To be clear, I am not suggesting futuristic thinking is not a good thinking, it’s very valuable for planning. I am not saying past reflections are not a good thing; they are very good for learning. I am saying a scattered attention that is neither past, future or present probably takes you out of the moment and serves little value in terms of learning or planning
So how do you become more present? Firstly I would say become highly aware of your ‘centre’ that is how you are feeling your body. The visual and auditory system can take you into the past. Your kinaesthetic (body sensations) can only be present orientated. Here is a centring exercise that will help you build present awareness in the kinaesthetic system
1. Find a quite place to sit comfortably with your hands resting in your lap
2. Fix your attention by focussing on a spot on the wall, acknowledge any auditory input that is present in your awareness. You can close your eyes if you chose.
3. Adjust your breathing. Breathe in through your nose and out through your mouth. Make your exhale twice as long as your inhale.
4. Loosen your jaw and relax any tension in your body
5. Describe your body sensations to yourself, “I am feeing X, I am feeling Y etc”
6. Centre yourself so that your kinaesthetic awareness is most prominent in your solar plexus area.
7. Expand the kinaesthetic awareness so it ripples out from the solar plexus area to the rest of your body.
If whilst doing the above process you are distracted or you lose attention, breathe the distractions away and re- centre.

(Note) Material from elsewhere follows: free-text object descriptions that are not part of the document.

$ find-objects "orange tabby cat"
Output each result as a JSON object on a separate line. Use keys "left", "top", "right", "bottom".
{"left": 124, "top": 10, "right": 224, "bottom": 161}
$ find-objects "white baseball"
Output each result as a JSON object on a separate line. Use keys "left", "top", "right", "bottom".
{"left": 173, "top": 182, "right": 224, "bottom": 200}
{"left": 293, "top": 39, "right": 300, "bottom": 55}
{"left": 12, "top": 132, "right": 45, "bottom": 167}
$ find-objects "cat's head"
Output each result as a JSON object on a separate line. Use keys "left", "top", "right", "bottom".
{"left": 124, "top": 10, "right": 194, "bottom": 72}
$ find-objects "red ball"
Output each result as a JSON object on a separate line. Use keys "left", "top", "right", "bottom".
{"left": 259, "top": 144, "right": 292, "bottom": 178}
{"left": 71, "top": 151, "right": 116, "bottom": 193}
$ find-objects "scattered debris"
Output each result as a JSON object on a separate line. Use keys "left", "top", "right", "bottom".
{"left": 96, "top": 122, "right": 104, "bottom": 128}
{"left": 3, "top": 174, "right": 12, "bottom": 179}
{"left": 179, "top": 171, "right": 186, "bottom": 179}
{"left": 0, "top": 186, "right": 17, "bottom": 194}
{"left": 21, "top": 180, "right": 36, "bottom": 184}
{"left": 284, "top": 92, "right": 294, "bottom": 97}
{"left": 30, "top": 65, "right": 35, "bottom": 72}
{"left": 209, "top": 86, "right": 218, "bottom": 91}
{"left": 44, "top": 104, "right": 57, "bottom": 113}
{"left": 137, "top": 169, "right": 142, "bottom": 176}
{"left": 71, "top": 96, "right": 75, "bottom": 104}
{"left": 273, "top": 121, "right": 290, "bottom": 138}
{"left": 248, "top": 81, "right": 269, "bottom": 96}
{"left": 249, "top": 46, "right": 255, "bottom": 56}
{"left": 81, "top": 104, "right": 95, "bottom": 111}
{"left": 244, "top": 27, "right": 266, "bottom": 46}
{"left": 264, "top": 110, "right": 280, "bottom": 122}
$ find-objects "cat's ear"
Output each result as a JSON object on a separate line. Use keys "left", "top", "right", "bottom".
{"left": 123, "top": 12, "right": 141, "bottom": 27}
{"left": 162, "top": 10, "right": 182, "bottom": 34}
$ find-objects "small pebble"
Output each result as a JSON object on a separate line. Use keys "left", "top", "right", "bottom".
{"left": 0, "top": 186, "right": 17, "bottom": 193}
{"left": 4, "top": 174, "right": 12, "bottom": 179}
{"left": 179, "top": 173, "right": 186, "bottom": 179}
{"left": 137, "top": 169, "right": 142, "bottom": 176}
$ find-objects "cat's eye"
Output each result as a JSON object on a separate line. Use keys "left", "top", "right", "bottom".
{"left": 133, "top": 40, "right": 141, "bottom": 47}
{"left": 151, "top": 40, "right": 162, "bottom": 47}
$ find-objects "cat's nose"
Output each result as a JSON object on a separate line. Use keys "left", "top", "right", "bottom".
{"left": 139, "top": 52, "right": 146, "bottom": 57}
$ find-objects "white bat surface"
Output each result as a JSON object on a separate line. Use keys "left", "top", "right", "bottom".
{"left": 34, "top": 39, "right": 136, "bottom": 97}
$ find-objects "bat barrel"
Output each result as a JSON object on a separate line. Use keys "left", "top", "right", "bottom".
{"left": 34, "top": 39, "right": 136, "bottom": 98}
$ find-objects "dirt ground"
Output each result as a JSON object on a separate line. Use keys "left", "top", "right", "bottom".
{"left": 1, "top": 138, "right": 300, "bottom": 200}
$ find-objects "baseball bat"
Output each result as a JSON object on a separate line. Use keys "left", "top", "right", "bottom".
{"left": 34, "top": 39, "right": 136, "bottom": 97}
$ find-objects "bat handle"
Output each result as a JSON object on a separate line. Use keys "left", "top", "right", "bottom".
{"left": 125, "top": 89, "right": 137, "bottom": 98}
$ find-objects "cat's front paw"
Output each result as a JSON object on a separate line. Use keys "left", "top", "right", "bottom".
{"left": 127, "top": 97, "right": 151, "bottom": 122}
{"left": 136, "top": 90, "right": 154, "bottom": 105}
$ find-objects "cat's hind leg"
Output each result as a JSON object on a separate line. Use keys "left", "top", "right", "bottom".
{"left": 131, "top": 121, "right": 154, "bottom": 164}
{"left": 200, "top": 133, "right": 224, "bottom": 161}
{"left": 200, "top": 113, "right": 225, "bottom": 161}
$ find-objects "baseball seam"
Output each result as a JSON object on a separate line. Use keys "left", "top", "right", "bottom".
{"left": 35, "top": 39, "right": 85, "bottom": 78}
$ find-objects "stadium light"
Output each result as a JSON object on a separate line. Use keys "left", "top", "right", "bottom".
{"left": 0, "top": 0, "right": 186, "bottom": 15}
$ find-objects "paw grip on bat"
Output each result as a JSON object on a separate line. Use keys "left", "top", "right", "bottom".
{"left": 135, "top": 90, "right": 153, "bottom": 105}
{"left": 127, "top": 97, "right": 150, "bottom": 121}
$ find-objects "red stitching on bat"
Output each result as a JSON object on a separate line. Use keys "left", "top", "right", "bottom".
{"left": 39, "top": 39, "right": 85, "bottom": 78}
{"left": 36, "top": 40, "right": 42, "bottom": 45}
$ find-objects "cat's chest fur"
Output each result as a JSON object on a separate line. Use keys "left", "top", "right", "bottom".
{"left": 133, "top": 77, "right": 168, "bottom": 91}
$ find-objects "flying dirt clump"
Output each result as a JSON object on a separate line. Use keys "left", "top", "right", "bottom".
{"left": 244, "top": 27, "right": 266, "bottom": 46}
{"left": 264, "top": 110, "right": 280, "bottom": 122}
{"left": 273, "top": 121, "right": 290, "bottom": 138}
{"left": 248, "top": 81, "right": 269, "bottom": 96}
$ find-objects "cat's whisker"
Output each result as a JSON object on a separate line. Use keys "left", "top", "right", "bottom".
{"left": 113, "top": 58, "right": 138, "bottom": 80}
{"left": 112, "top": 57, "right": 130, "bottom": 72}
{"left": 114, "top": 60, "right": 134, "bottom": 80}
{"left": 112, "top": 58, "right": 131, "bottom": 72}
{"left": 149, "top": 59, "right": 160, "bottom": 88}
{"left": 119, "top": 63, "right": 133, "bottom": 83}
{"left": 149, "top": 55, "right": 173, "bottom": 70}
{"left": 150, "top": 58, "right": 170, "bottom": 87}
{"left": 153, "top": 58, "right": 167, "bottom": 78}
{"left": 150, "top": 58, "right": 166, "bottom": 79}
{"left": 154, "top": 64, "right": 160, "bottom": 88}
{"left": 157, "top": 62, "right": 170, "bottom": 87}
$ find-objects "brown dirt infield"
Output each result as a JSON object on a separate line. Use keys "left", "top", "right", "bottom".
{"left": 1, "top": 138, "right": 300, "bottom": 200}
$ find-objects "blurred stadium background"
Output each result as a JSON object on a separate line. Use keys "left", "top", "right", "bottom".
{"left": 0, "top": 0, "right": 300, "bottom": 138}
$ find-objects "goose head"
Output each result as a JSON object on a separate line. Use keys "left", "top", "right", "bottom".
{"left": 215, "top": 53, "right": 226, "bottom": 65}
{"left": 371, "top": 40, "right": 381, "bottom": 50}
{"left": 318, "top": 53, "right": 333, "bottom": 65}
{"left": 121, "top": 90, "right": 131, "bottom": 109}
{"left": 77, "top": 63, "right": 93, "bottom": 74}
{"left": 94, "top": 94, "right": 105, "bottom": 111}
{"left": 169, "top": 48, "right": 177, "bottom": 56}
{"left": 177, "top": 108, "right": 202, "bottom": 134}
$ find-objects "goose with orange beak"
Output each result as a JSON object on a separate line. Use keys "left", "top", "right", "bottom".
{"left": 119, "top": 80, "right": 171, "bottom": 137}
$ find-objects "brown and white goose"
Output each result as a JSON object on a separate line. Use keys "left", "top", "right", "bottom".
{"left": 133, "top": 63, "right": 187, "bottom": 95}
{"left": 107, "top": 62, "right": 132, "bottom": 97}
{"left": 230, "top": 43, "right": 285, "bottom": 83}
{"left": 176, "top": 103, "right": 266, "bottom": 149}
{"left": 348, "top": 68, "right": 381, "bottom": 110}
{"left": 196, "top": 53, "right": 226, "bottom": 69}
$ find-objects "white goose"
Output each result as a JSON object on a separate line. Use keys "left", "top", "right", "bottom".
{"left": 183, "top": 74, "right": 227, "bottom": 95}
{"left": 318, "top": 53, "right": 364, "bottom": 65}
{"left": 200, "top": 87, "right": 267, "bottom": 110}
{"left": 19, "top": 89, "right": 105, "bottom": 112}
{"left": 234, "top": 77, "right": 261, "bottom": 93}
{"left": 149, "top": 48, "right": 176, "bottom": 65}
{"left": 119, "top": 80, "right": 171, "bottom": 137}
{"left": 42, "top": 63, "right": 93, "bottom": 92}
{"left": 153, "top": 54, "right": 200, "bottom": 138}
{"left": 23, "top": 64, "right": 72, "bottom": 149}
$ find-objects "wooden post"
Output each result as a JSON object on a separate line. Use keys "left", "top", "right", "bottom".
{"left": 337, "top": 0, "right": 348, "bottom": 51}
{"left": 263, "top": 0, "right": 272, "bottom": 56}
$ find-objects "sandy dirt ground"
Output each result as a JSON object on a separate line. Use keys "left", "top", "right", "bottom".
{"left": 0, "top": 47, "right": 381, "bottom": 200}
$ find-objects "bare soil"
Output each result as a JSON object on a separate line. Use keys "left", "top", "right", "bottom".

Giving a 100% to each activity in the day
Earlier I was referring to the mental structure of time associated with planning. Planning is a good thing it helps you allocate time for the different important activities in the day. I recommend that when you have made your plan, you then commit 100% to each activity, thus being totally present. So when you are working on business task, that task has your 100% attention. When you are in social; situation you are 100% present. Not only will you enjoy the richness of different experience in an undiluted fashion, you will be more effective.
By using representations of time purposely, you know when you can dip into the future for planning and the past for learning and reflecting. By centring, you can ensure you totally enjoy the moment, not in scattered away. By giving 100% commitment to each activity – you will be fully present and probably more successful.